ADAPTIVE 4D PSI-BASED CHANGE DETECTION

Chia-Hsiang Yang and Uwe Soergel Chia-Hsiang Yang and Uwe Soergel
  • Institute for Photogrammetry, University of Stuttgart, Stuttgart, Germany

Keywords: Persistent Scatterer Interferometry (PSI), Synthetic Aperture Radar (SAR), Change Detection, Time Series Analysis, Urban Monitoring

Abstract. In a previous work, we proposed a PSI-based 4D change detection to detect disappearing and emerging PS points (3D) along with their occurrence dates (1D).
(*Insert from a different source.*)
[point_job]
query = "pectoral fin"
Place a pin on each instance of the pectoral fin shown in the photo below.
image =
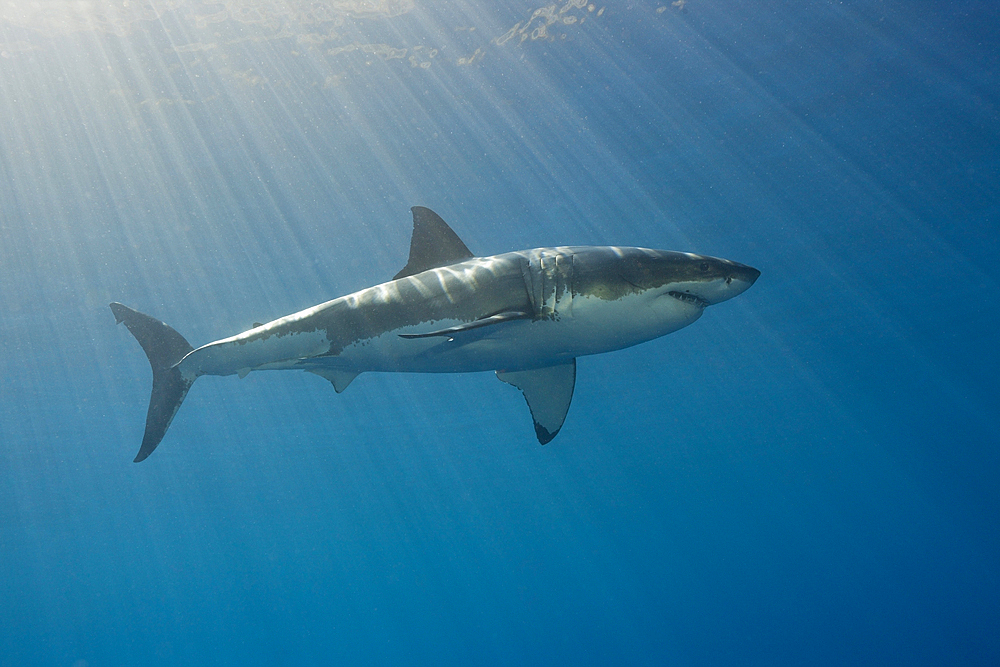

Such change points are usually caused by anthropic events, e.g., building constructions in cities. This method first divides an entire SAR image stack into several subsets by a set of break dates. The PS points, which are selected based on their temporal coherences before or after a break date, are regarded as change candidates. Change points are then extracted from these candidates according to their change indices, which are modelled from their temporal coherences of divided image subsets. Finally, we check the evolution of the change indices for each change point to detect the break date that this change occurred. The experiment validated both feasibility and applicability of our method. However, two questions still remain. First, selection of temporal coherence threshold associates with a trade-off between quality and quantity of PS points. This selection is also crucial for the amount of change points in a more complex way. Second, heuristic selection of change index thresholds brings vulnerability and causes loss of change points. In this study, we adapt our approach to identify change points based on statistical characteristics of change indices rather than thresholding. The experiment validates this adaptive approach and shows increase of change points compared with the old version. In addition, we also explore and discuss optimal selection of temporal coherence threshold.